Cast: Fanny Valette, Raphael Lenglet
Direction: Abel Ferry
Rating: 2 and half
Not to be mistaken for Alfred Hitchcock’s classic of the same name, this French import marks the feature film debut of the prize-winning shorts director, Abel Ferry.
Utilising the horror-thriller genre, he strives to terrify the viewer for a relentless 80-odd minutes. A high-altitude adventure that is short on story material but high on camera dazzlery, Vertigo is an amalgam of Vertical Limit, The Hills Have Eyes and similar slipshod shockers.

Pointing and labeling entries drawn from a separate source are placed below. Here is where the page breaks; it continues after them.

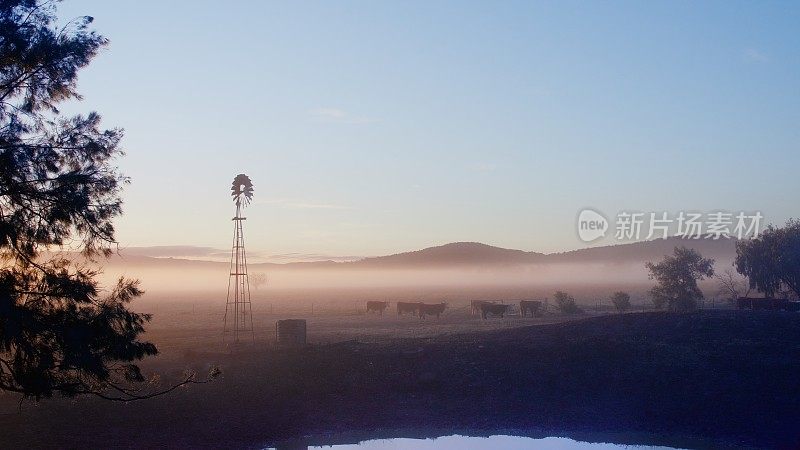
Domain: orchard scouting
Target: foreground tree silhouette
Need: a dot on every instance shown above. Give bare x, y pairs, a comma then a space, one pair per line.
59, 190
771, 261
676, 279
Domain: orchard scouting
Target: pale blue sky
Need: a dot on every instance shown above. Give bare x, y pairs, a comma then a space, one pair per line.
377, 127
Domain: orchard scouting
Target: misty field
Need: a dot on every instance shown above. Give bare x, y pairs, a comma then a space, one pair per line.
721, 378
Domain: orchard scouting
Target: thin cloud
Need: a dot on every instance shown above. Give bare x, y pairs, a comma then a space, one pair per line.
296, 204
754, 56
310, 257
483, 167
336, 115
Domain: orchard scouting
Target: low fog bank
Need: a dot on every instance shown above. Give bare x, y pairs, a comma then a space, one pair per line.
588, 283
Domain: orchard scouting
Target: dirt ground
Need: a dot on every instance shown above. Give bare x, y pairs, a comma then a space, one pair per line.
713, 379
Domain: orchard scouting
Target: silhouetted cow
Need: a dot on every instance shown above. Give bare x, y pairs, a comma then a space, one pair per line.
377, 307
533, 306
475, 306
493, 309
431, 310
407, 307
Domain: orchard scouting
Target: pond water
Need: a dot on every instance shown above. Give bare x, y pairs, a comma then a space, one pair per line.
485, 443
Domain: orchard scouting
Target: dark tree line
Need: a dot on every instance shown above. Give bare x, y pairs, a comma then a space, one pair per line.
59, 190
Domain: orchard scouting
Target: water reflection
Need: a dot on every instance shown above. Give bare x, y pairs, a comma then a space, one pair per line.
480, 443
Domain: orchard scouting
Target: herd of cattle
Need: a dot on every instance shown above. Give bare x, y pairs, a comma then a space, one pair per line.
534, 308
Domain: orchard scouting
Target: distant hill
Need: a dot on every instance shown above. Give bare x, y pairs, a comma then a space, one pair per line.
454, 254
721, 249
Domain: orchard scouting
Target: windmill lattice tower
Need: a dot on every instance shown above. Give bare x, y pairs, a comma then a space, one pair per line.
238, 319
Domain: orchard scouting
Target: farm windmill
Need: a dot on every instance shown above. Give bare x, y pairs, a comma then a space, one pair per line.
238, 304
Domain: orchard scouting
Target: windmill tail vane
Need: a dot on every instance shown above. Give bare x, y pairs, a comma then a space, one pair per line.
242, 189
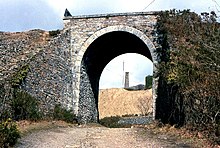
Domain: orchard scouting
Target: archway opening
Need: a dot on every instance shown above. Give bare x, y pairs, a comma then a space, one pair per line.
116, 100
99, 53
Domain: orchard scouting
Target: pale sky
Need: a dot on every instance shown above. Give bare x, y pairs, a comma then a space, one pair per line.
22, 15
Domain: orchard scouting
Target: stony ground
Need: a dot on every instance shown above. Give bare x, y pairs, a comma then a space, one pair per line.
96, 136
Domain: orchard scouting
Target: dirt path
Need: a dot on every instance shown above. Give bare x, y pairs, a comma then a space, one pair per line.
96, 137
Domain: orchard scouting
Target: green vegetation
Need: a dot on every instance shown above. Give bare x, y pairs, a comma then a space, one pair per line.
25, 107
9, 133
63, 114
112, 122
189, 71
148, 82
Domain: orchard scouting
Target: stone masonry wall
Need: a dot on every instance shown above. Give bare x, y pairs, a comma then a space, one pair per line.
56, 61
50, 76
85, 29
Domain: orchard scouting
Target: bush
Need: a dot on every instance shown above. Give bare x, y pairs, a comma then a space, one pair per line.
9, 133
189, 70
24, 106
63, 114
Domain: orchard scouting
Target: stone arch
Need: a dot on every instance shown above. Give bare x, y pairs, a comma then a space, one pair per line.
131, 30
87, 112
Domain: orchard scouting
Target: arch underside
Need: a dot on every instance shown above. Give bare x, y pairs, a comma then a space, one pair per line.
99, 53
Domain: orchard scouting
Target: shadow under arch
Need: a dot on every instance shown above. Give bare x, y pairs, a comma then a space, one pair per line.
96, 53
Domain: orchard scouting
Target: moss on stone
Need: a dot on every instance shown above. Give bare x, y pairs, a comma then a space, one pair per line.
19, 76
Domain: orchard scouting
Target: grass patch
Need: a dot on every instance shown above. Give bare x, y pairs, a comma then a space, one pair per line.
112, 122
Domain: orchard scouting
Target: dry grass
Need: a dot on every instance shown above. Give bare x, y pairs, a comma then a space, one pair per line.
118, 102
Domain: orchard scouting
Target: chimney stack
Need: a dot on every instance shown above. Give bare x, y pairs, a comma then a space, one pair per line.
126, 80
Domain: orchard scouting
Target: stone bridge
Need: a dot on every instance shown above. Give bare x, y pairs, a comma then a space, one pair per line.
95, 41
66, 68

Admittedly, the opening sequence is an attention grabber as we join a ragtag group of friends who embark on a climbing trip in the Balkans. Expectedly, the crags and crevices of the cliff face prove to be treacherous.
Their expedition is complicated even further when they are attacked by a psychotic cannibal. The plot is avowedly used a peg to hang the gory skirmishes on the hostile terrain.
The outcome of the mission as well as the fate of the reckless climbers couldn’t be more predictable. Also, despite the precipitous settings, the film rarely manages to evoke a sense of vertiginous jeopardy.
The C-grade cast merely goes through the motions, making appropriate this-can’t-be-happening-to-us expressions. After a promising first half, the mountain saga, released here in an English dubbed version, fizzles out into a molehill. Quel dommage!